Hello, I am very new to openemr, but from the little I have seen I find it very usefull and handy program.
I want to setup a system to manage multiple doctors’ offices. Each doctor will have his own account in openemr and should be able to add his own patients and appointments. Also each user will have his own facility to see his patients. So far I have easily managed to do that, but the doctors’ accounts are able to create patients and appointments and assign them to a different doctor. As you can tell this is not a desirable outcome and can cause many problems when the system goes live. Is there a way to restrict access for the doctors (non-admin accounts) to be able to see only their patients and appointments?
Sounds like you may want to look into the multi-site module. This will allow you to configure separate databases per provider but still share the same codebase.
It is an interesting solution but not very handy. It needs too much HDD space because of the many copies of sites and databases. Also having to create new databases each time we want to add a new doctor is not something I can trust an employee to do.
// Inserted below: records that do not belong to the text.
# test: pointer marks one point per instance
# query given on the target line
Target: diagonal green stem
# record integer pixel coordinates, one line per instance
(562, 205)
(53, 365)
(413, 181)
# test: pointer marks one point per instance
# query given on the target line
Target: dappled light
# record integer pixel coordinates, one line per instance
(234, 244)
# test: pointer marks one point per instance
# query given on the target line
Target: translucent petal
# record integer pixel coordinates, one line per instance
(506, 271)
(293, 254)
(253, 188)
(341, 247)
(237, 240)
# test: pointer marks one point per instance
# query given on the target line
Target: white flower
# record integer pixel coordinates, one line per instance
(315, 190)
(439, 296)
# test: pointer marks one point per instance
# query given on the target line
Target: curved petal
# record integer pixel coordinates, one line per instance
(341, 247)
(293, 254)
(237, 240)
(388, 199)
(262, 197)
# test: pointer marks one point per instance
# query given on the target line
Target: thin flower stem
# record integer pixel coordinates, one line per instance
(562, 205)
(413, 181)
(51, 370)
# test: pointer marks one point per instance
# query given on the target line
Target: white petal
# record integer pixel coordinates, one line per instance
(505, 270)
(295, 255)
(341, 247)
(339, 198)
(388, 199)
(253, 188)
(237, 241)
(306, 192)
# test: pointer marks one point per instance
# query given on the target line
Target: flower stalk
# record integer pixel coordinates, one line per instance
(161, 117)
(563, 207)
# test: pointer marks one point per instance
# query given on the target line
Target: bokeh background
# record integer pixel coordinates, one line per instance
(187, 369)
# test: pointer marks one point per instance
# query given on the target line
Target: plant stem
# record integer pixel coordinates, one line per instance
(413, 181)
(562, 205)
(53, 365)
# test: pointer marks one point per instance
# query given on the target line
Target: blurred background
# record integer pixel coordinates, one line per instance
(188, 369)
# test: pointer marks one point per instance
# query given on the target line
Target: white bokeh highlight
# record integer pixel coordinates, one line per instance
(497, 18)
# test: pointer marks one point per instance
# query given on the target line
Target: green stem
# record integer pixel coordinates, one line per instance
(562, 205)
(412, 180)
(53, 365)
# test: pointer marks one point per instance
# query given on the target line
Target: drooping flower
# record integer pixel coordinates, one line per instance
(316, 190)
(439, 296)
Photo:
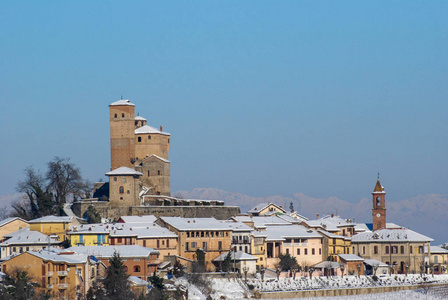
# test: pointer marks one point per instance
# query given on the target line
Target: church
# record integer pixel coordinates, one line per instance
(139, 176)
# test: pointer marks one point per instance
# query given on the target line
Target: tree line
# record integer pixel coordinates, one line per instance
(45, 194)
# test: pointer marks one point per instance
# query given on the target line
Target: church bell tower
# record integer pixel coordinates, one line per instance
(379, 206)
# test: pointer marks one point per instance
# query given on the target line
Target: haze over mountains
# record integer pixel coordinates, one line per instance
(426, 214)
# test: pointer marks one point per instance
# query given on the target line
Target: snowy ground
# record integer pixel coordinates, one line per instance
(234, 289)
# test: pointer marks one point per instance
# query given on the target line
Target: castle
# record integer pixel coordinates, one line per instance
(139, 177)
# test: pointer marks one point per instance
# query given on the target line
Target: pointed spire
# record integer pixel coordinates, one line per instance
(378, 187)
Thank you very much for your concern!
I have tried that but it doesn’t seem to work. Maybe I need to do anything else? I provide some screenshots. In 1 and 2 you can see the permissions, and in the 3rd you can see that Doctor1 can assign a patient to Doctor 2 and Administrator.
Why not exclude Demographics Write also to the right side screen… only than the Administrator has to do all the changes in the Demographics of the Client. Another option could be the Multi Facility setup of OpenEMR.
If you are located in the U.S., you’ll want to consider multi-site for HIPAA & security reasons. Also, the disk space used is really not much, and storage space is cheap.
I do not live in US. The multi-site feature will be my last solution. Right now the goal is each doctor(provider) to not be able to see the other providers’ names in the appointment creation, nor in the calendar. In other words, the drop down menu in provider and facility should contain only the user’s name and facility. Ofc the same should happen with the patients.
Hello. I am also interested in a solution to restrict the patients a doctor can see. As it is now, it could cause data privacy concerns. Maybe a group of doctors will be able to share patients inside the group, but not outside. Let me know if anyone has a solution for that.